Vv. 9-11. Os anciãos vieram ao Deus de Israel; tiveram uma rápida visão de sua glória. Mesmo que aquilo que tivessem visto fosse algo que não poderiam fazer nem imagem e nem retrato algum, bastou para satisfazê-los de que Deus estava pessoalmente com eles. Nada é descrito além daquilo que estava sob os seus pés. As safiras eram o pavimento sob os seus pés: coloquemos toda a riqueza deste mundo debaixo de nossos pés, e não em nosso coração. Assim, o crente descobre, na presença de Jesus Cristo, o brilho muito mais glorioso da justiça e santidade de Deus, com maior claridade do que jamais teria visto sob condições aterradoras; e por meio do salvador tem comunhão com o Deus santo.

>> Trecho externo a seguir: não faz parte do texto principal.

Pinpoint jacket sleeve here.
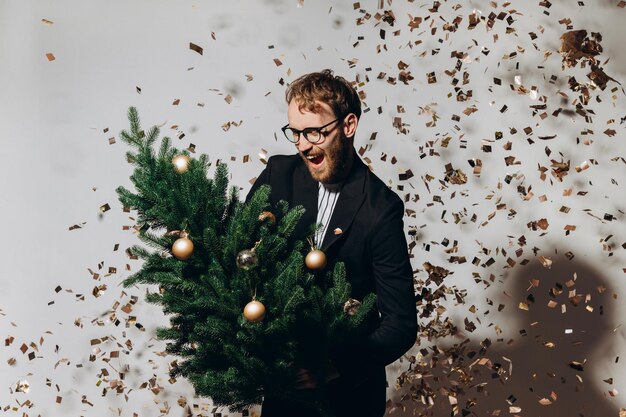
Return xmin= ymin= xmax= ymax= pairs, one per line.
xmin=334 ymin=199 xmax=417 ymax=377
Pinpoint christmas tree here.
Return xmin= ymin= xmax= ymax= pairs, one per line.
xmin=117 ymin=107 xmax=376 ymax=411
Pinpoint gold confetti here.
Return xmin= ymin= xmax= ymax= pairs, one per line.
xmin=189 ymin=42 xmax=203 ymax=55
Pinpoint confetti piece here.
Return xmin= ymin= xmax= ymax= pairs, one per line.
xmin=189 ymin=42 xmax=204 ymax=55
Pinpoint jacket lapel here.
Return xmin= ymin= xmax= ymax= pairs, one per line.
xmin=292 ymin=161 xmax=318 ymax=238
xmin=320 ymin=152 xmax=367 ymax=252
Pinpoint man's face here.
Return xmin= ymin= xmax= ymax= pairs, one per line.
xmin=287 ymin=100 xmax=352 ymax=184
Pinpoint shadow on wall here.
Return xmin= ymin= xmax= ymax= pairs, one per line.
xmin=387 ymin=252 xmax=623 ymax=417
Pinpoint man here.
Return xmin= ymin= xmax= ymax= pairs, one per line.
xmin=248 ymin=70 xmax=417 ymax=417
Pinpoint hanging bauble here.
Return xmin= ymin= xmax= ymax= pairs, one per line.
xmin=236 ymin=248 xmax=259 ymax=271
xmin=172 ymin=154 xmax=189 ymax=174
xmin=343 ymin=298 xmax=361 ymax=316
xmin=243 ymin=300 xmax=265 ymax=323
xmin=304 ymin=249 xmax=326 ymax=271
xmin=259 ymin=211 xmax=276 ymax=225
xmin=172 ymin=233 xmax=193 ymax=261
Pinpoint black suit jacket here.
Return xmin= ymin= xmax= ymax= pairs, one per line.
xmin=248 ymin=150 xmax=417 ymax=417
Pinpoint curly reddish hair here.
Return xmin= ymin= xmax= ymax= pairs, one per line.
xmin=285 ymin=69 xmax=361 ymax=119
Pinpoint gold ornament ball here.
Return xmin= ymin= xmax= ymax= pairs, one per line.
xmin=259 ymin=211 xmax=276 ymax=224
xmin=304 ymin=249 xmax=326 ymax=271
xmin=172 ymin=155 xmax=189 ymax=174
xmin=236 ymin=249 xmax=259 ymax=271
xmin=343 ymin=298 xmax=361 ymax=316
xmin=172 ymin=237 xmax=193 ymax=261
xmin=243 ymin=300 xmax=265 ymax=323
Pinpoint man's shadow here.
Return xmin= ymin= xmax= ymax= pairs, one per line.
xmin=388 ymin=256 xmax=621 ymax=417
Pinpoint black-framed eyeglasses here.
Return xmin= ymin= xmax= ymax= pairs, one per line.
xmin=280 ymin=118 xmax=341 ymax=143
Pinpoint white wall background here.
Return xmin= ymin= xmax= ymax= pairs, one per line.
xmin=0 ymin=0 xmax=626 ymax=416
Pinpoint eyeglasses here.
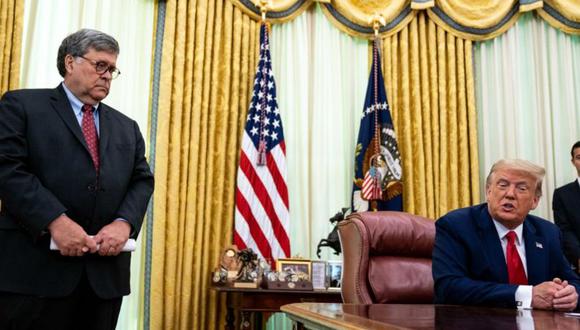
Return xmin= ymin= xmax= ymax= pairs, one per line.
xmin=77 ymin=55 xmax=121 ymax=79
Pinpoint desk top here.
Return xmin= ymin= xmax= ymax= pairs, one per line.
xmin=281 ymin=303 xmax=580 ymax=330
xmin=211 ymin=285 xmax=341 ymax=297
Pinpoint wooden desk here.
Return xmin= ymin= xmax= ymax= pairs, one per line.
xmin=281 ymin=303 xmax=580 ymax=330
xmin=212 ymin=286 xmax=342 ymax=329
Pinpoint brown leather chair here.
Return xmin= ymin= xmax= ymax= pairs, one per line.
xmin=338 ymin=211 xmax=435 ymax=304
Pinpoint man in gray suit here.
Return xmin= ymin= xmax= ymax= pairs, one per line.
xmin=0 ymin=29 xmax=153 ymax=329
xmin=552 ymin=141 xmax=580 ymax=271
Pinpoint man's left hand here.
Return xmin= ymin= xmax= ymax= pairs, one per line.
xmin=552 ymin=278 xmax=578 ymax=312
xmin=94 ymin=221 xmax=131 ymax=256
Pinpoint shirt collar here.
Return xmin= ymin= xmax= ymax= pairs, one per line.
xmin=492 ymin=219 xmax=524 ymax=245
xmin=61 ymin=81 xmax=100 ymax=116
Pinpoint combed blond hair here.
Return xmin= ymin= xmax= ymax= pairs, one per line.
xmin=485 ymin=159 xmax=546 ymax=197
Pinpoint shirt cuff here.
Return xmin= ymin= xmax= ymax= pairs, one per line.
xmin=515 ymin=285 xmax=533 ymax=309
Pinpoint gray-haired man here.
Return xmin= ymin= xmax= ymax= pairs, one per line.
xmin=0 ymin=29 xmax=153 ymax=329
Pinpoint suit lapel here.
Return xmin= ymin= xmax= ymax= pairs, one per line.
xmin=523 ymin=217 xmax=548 ymax=285
xmin=51 ymin=85 xmax=89 ymax=152
xmin=99 ymin=102 xmax=112 ymax=160
xmin=477 ymin=204 xmax=508 ymax=283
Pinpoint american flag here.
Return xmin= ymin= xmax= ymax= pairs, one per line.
xmin=234 ymin=23 xmax=290 ymax=263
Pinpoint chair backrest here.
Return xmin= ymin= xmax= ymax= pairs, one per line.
xmin=338 ymin=211 xmax=435 ymax=304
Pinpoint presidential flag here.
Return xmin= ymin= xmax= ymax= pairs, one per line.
xmin=352 ymin=39 xmax=403 ymax=212
xmin=234 ymin=23 xmax=290 ymax=263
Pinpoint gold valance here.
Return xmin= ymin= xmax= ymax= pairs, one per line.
xmin=322 ymin=0 xmax=580 ymax=40
xmin=230 ymin=0 xmax=314 ymax=23
xmin=230 ymin=0 xmax=580 ymax=40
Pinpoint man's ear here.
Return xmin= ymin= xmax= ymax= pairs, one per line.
xmin=532 ymin=195 xmax=540 ymax=210
xmin=64 ymin=54 xmax=75 ymax=73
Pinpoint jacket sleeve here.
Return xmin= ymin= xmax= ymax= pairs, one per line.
xmin=552 ymin=189 xmax=580 ymax=268
xmin=433 ymin=217 xmax=518 ymax=307
xmin=0 ymin=92 xmax=66 ymax=238
xmin=112 ymin=121 xmax=154 ymax=238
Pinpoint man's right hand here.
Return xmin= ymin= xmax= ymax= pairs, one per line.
xmin=532 ymin=281 xmax=562 ymax=309
xmin=48 ymin=214 xmax=97 ymax=257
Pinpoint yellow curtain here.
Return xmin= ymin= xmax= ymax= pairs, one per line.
xmin=150 ymin=0 xmax=259 ymax=329
xmin=382 ymin=12 xmax=480 ymax=219
xmin=0 ymin=0 xmax=24 ymax=95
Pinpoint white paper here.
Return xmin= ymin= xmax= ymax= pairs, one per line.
xmin=50 ymin=237 xmax=137 ymax=252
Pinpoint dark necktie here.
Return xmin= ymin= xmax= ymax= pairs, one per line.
xmin=505 ymin=231 xmax=528 ymax=285
xmin=81 ymin=104 xmax=99 ymax=173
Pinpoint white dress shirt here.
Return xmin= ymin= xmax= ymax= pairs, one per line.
xmin=493 ymin=219 xmax=532 ymax=308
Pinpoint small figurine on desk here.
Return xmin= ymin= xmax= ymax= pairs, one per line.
xmin=212 ymin=245 xmax=242 ymax=285
xmin=234 ymin=249 xmax=259 ymax=287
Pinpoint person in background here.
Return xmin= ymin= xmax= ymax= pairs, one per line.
xmin=0 ymin=29 xmax=154 ymax=329
xmin=552 ymin=141 xmax=580 ymax=271
xmin=433 ymin=160 xmax=580 ymax=311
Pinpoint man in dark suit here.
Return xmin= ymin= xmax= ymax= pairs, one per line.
xmin=433 ymin=160 xmax=580 ymax=311
xmin=552 ymin=141 xmax=580 ymax=271
xmin=0 ymin=29 xmax=153 ymax=329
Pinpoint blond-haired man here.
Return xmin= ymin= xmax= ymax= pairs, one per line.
xmin=433 ymin=160 xmax=580 ymax=311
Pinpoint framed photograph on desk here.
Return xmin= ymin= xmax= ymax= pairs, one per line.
xmin=327 ymin=260 xmax=342 ymax=291
xmin=276 ymin=259 xmax=312 ymax=281
xmin=310 ymin=260 xmax=328 ymax=290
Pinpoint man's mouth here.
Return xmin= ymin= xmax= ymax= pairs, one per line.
xmin=501 ymin=203 xmax=516 ymax=212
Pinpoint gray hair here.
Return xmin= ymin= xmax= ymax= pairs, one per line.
xmin=485 ymin=159 xmax=546 ymax=197
xmin=56 ymin=29 xmax=119 ymax=77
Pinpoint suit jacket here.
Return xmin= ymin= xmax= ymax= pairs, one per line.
xmin=0 ymin=86 xmax=153 ymax=299
xmin=433 ymin=203 xmax=580 ymax=307
xmin=552 ymin=180 xmax=580 ymax=267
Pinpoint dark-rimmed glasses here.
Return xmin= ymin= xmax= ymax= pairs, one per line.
xmin=77 ymin=55 xmax=121 ymax=79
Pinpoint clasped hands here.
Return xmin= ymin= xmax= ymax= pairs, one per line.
xmin=48 ymin=214 xmax=131 ymax=257
xmin=532 ymin=277 xmax=578 ymax=312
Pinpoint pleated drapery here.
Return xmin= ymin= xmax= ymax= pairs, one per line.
xmin=231 ymin=0 xmax=580 ymax=40
xmin=382 ymin=13 xmax=480 ymax=219
xmin=149 ymin=0 xmax=259 ymax=329
xmin=0 ymin=0 xmax=24 ymax=95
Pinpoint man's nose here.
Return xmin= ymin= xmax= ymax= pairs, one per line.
xmin=101 ymin=70 xmax=113 ymax=80
xmin=506 ymin=185 xmax=516 ymax=198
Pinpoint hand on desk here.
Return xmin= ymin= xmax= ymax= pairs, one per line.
xmin=552 ymin=278 xmax=578 ymax=312
xmin=532 ymin=278 xmax=578 ymax=311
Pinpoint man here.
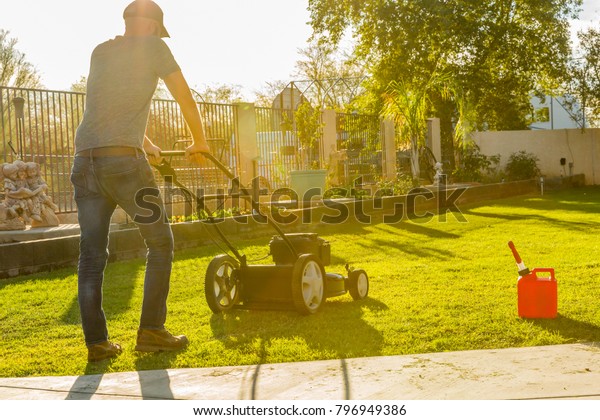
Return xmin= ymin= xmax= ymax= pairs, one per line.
xmin=71 ymin=0 xmax=209 ymax=362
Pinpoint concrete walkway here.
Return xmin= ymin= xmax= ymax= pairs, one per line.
xmin=0 ymin=343 xmax=600 ymax=400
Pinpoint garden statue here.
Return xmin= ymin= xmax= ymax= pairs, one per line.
xmin=0 ymin=160 xmax=59 ymax=230
xmin=433 ymin=162 xmax=446 ymax=186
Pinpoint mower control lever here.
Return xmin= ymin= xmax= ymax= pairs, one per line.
xmin=160 ymin=150 xmax=235 ymax=180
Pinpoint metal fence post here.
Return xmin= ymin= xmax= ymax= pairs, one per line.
xmin=236 ymin=102 xmax=259 ymax=185
xmin=381 ymin=119 xmax=397 ymax=181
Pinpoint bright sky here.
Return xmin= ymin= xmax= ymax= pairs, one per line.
xmin=0 ymin=0 xmax=600 ymax=99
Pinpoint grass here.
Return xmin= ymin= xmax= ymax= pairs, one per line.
xmin=0 ymin=187 xmax=600 ymax=377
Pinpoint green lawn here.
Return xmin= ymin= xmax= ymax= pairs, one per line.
xmin=0 ymin=188 xmax=600 ymax=376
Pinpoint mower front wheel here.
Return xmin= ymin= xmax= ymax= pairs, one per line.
xmin=292 ymin=254 xmax=325 ymax=315
xmin=204 ymin=254 xmax=239 ymax=314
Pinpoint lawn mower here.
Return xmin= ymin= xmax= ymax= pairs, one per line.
xmin=156 ymin=150 xmax=369 ymax=314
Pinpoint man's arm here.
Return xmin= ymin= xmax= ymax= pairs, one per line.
xmin=164 ymin=70 xmax=210 ymax=163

Vv. 12-18. Uma nuvem encobriu o monte durante sete dias; era um sinal da presença de Deus, especialmente ali. Moisés tinha a certeza de que AquEle, o qual mandou que ele subisse, o protegeria. Os santos regozijam-se com humilde reverência, até mesmo nos atributos gloriosos de Deus que são sumamente terríveis até mesmo para os ímpios. Por meio da fé no sacrifício expiatório, esperamos maior honra do que aquela que Moisés desfrutou na terra. Agora, vemos através de um espelho, obscuramente; porém, quando Ele aparecer, o veremos face a face. Esta visão de Deus terá o mesmo crescente resplendor de gozo, não somente durante alguns poucos dias, mas por toda a eternidade.